Diagram of the alpha Elasticsearch Prometheus exporter

Aiven already provide a Prometheus endpoint on every Elasticsearch node, but there are 3 problems with tenants using that:

  • tenants don’t know how to find the endpoints

  • we can’t give tenants the necessary credentials

  • an IP safelist stops any Prometheus outside PaaS from scraping the endpoints.

We deploy a PaaS app running both aiven-service-discovery and Prometheus. aiven-service-discovery emits a list of all the endpoints to scrape. The Prometheus scrapes those endpoints. Tenants then federate to their own Prometheus (i.e., have their Prometheus scrape the /federate endpoint.)

We deploy one per tenant, behind a basic auth route service. These apps and route services are in the admin / monitoring space of Ireland and London.

One issue is that we have to manually list the Elasticsearch service instances and include a list of them in the app. So if tenant creates a new Elasticsearch instance it won’t receive metrics unless we update the app manually. Fixing this is left until it’s less of an alpha.

The code and manifests are in a PR on alphagov/paas-observability-release.

If something goes wrong

Don’t worry. This is an informal “alpha” and only on an in-hours, best-effort basis.

Ideas for debugging:

  • Access the Prometheus using the credentials from cf env on the route service app
    • See if it is still receiving metrics
    • Look at the Targets page and see whether it is still scraping data from all the tenant’s Elasticsearch nodes
  • Look at the Elasticsearch services in Aiven and see if you can make metrics requests manually (use cf ssh so your requests come from the PaaS IP ranges)
  • Talk to Aiven support
  • Ask Miki or Andy for help (we worked on it originally)

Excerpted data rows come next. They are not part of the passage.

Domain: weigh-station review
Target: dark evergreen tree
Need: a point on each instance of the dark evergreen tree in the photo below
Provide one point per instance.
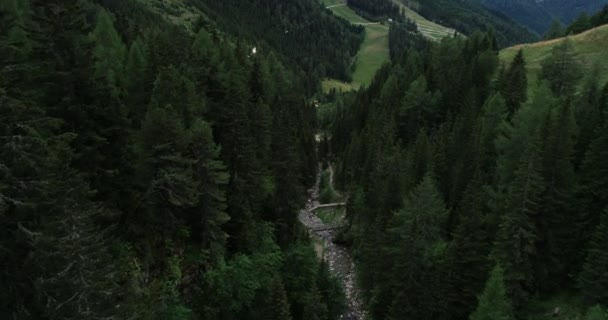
(561, 69)
(517, 236)
(593, 280)
(514, 85)
(468, 252)
(494, 303)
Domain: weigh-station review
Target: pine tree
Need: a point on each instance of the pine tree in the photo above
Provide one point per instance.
(561, 69)
(593, 190)
(135, 73)
(418, 247)
(494, 303)
(596, 313)
(517, 235)
(593, 280)
(493, 115)
(276, 305)
(515, 86)
(556, 243)
(468, 252)
(109, 53)
(209, 214)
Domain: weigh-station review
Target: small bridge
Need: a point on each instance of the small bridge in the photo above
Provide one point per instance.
(326, 227)
(328, 205)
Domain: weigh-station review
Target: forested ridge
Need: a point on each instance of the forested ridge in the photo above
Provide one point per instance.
(310, 36)
(155, 170)
(470, 16)
(474, 193)
(147, 172)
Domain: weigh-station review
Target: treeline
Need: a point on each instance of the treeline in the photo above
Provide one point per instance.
(404, 36)
(469, 199)
(468, 17)
(148, 173)
(303, 30)
(581, 24)
(377, 10)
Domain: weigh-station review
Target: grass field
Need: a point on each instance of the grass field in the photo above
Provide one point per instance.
(428, 28)
(176, 11)
(591, 50)
(373, 53)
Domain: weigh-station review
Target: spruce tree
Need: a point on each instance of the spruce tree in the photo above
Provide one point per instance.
(468, 252)
(593, 190)
(137, 92)
(561, 69)
(515, 86)
(517, 235)
(418, 247)
(209, 214)
(494, 303)
(276, 306)
(593, 280)
(556, 243)
(596, 312)
(109, 53)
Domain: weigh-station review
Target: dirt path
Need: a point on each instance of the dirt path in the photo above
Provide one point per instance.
(339, 258)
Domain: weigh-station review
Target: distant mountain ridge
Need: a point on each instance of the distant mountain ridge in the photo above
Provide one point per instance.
(538, 14)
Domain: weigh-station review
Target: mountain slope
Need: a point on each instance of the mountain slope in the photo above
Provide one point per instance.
(538, 14)
(590, 49)
(470, 16)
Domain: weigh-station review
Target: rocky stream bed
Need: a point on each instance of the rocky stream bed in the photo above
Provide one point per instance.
(339, 258)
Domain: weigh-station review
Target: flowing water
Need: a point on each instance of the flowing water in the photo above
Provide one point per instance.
(339, 258)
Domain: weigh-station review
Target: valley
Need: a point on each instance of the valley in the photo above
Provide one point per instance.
(302, 160)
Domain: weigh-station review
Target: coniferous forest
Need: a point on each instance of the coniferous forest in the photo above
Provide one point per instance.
(152, 170)
(474, 193)
(151, 173)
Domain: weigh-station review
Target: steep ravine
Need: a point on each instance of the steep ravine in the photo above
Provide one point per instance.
(339, 258)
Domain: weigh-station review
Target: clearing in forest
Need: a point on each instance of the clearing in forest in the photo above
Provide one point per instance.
(374, 51)
(428, 28)
(589, 49)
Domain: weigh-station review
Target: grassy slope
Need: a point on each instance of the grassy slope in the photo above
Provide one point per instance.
(591, 50)
(373, 53)
(428, 28)
(176, 11)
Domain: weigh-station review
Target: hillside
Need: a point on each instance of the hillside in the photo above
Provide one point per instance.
(429, 29)
(590, 48)
(538, 14)
(470, 16)
(374, 50)
(302, 31)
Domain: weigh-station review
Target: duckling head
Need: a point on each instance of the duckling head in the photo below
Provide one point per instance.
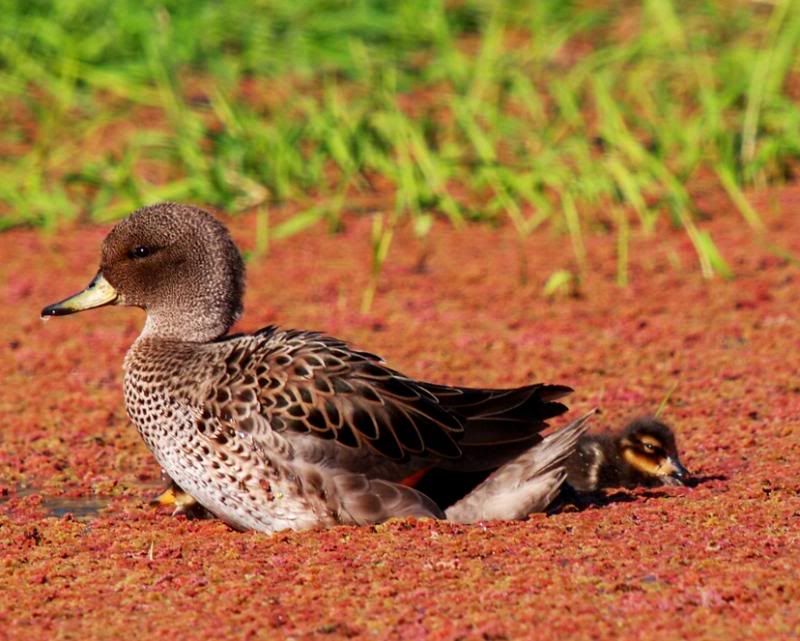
(648, 447)
(176, 262)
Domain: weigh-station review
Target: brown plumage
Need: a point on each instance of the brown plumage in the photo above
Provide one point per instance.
(294, 429)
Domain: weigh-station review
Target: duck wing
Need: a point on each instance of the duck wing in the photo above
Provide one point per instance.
(305, 382)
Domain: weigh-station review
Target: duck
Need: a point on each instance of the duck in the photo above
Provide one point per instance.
(286, 429)
(642, 454)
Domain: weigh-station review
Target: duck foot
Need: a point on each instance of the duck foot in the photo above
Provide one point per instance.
(181, 502)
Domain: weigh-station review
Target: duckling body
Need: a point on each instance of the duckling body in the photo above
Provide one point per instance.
(643, 454)
(288, 429)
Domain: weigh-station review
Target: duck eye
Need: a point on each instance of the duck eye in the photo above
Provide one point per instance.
(141, 251)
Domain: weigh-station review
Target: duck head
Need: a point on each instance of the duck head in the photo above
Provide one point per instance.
(176, 262)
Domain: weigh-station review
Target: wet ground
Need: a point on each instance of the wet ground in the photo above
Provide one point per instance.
(82, 555)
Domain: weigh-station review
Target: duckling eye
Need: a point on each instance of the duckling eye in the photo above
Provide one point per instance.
(141, 251)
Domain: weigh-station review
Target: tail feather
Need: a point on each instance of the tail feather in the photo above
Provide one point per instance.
(527, 484)
(498, 423)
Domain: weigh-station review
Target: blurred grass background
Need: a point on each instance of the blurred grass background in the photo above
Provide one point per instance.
(579, 115)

How to set it up for a new tenant

Checkout the code from github.com/alphagov/paas-observability-release/pull/5 and make a copy of one of the existing manifests.

Next you need to make a JSON file listing all their service instances and some metadata that will be turned into Prometheus metric labels. Unfortunately we don’t have a script for this yet. Here’s an example:

[
  {
    "aiven_service": "${DEPLOY_ENV}-${SERVICE_INSTANCE_GUID}",
    "extra_labels": {
      "service_guid": "${SERVICE_INSTANCE_GUID}",
      "service_name": "${SERVICE_INSTANCE_NAME}",
      "space_guid": "${SPACE_GUID}",
      "space_name": "${SPACE_NAME}",
      "org_guid": "${ORG_GUID}",
      "org_name": "${ORG_NAME}"
    }
  },
  …
]

Save that list in the same directory as the manifest and alter SERVICES_FILE in the manifest to be named appropriately. Also alter the rest of the manifest so that its names match your tenant.

Now it’s time to deploy. cf push the manifest using --var to provide values for the Aiven secrets it requires. You can get those values from an existing app or our credential stores.

Visit the app URL and you should see a Prometheus interface. Check its Targets page and you should see it scraping data from all the nodes of the Elasticsearch services you configured in the JSON file. Check the metric graphs look sensible (you can compare them to ones in Aiven’s interface.)

Once that’s working OK it’s time to deploy a basic auth service in front of the app. Our public documentation says how to do that.

Finally you need to help the tenant configure their Prometheus. By default there are 700-ish different metrics reported, and tenants probably don’t want to saturate their Prometheus with that much data. We have an example Prometheus config and a spreadsheet showing what metrics are available.